A tax should be levied on each bottle of whisky sold in Scotland so the industry's riches can be shared with the drink's country of origin, a former adviser to Alex Salmond has suggested.
A £1 per bottle tax could boost Holyrood coffers by at least £1 billion, said Professor John Kay, who served on the First Minister's council of economic advisers.
The whisky industry is reckoned to be worth £5 billion when the produce leaves distilleries.
About £500 million is spent on paying around 11,000 employees and supplies are estimated to cost around £1.5 billion. That leaves a £3 billion profit.
A tax would not lead to a drop in demand if distillers absorbed the extra cost instead of passing it onto drinkers, said Mr Kay, and the benefits going to Scotland from recent export success, notably to emerging markets in South America and Africa, had been "disappointing".

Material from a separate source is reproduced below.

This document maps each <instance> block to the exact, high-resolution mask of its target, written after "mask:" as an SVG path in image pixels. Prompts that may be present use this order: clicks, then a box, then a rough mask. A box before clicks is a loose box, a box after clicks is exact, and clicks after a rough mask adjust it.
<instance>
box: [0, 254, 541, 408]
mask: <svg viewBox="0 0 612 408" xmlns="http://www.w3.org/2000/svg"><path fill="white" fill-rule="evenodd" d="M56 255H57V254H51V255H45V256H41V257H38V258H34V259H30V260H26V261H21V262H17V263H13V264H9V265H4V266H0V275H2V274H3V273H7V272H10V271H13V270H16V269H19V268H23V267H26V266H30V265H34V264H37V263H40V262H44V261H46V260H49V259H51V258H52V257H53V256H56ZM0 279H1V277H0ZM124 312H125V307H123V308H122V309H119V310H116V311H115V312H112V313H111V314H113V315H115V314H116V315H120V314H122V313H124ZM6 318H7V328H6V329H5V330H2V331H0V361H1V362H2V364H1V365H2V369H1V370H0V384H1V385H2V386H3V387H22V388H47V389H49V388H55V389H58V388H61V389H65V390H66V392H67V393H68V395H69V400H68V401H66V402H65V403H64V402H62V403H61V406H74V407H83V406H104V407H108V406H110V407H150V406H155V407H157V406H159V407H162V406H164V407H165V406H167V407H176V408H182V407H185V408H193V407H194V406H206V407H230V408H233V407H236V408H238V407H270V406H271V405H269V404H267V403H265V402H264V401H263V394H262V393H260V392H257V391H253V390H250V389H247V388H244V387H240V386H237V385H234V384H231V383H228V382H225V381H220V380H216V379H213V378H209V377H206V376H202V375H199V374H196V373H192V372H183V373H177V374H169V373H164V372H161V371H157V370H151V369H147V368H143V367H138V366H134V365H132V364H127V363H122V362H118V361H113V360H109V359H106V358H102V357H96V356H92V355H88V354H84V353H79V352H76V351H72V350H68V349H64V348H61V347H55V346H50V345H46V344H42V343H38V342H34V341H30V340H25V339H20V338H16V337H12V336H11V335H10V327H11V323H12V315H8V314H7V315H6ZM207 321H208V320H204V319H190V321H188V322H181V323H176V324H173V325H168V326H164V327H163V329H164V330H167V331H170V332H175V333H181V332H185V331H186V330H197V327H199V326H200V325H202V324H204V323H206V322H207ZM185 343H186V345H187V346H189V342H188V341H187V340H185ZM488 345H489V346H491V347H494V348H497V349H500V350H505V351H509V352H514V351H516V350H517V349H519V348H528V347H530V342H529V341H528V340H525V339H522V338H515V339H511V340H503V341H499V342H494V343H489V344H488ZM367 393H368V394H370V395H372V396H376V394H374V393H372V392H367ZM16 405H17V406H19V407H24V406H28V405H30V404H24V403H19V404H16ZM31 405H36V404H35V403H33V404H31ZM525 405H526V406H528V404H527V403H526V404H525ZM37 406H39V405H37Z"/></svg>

He said: "I think the benefits to Scotland from the whisky industry are really quite disappointing. The largest producers are not based in Scotland. Their profits go mostly to people who are not resident in Scotland.
"They don't pay much tax in Scotland and we don't think they pay much tax in the UK."
Former advisory council head Sir George Mathewson, who was previously chairman of the Royal Bank of Scotland, said a tax of 50p per bottle could lead to higher prices.
However, he said that "would not be a major percentage of the sales price".
"It would seem there's room there for something," he said. "I don't believe it (the industry) would be substantially harmed and I believe the success could be spread around a little more."
Diageo, headquartered in London and also listed on the New York Stock Exchange, is a leading player in the whisky industry.
The drinks giant's director in Scotland, Peter Lederer, said a new tax would send the wrong signals to those thinking of investing in Scotland.
He said: "If the argument in an economy is to take a successful business and keep taxing it because it's successful, (that) gives the wrong impression."
Gavin Hewitt, chief executive of the Scotch Whisky Association, said Scottish-made whisky is competing in tough international markets where it is up against other whiskies and spirits.
He said: "I cannot see why any government would apply a production tax which would make Scotch whisky less competitive overseas against other drinks which are cheaper to produce and cheaper to sell."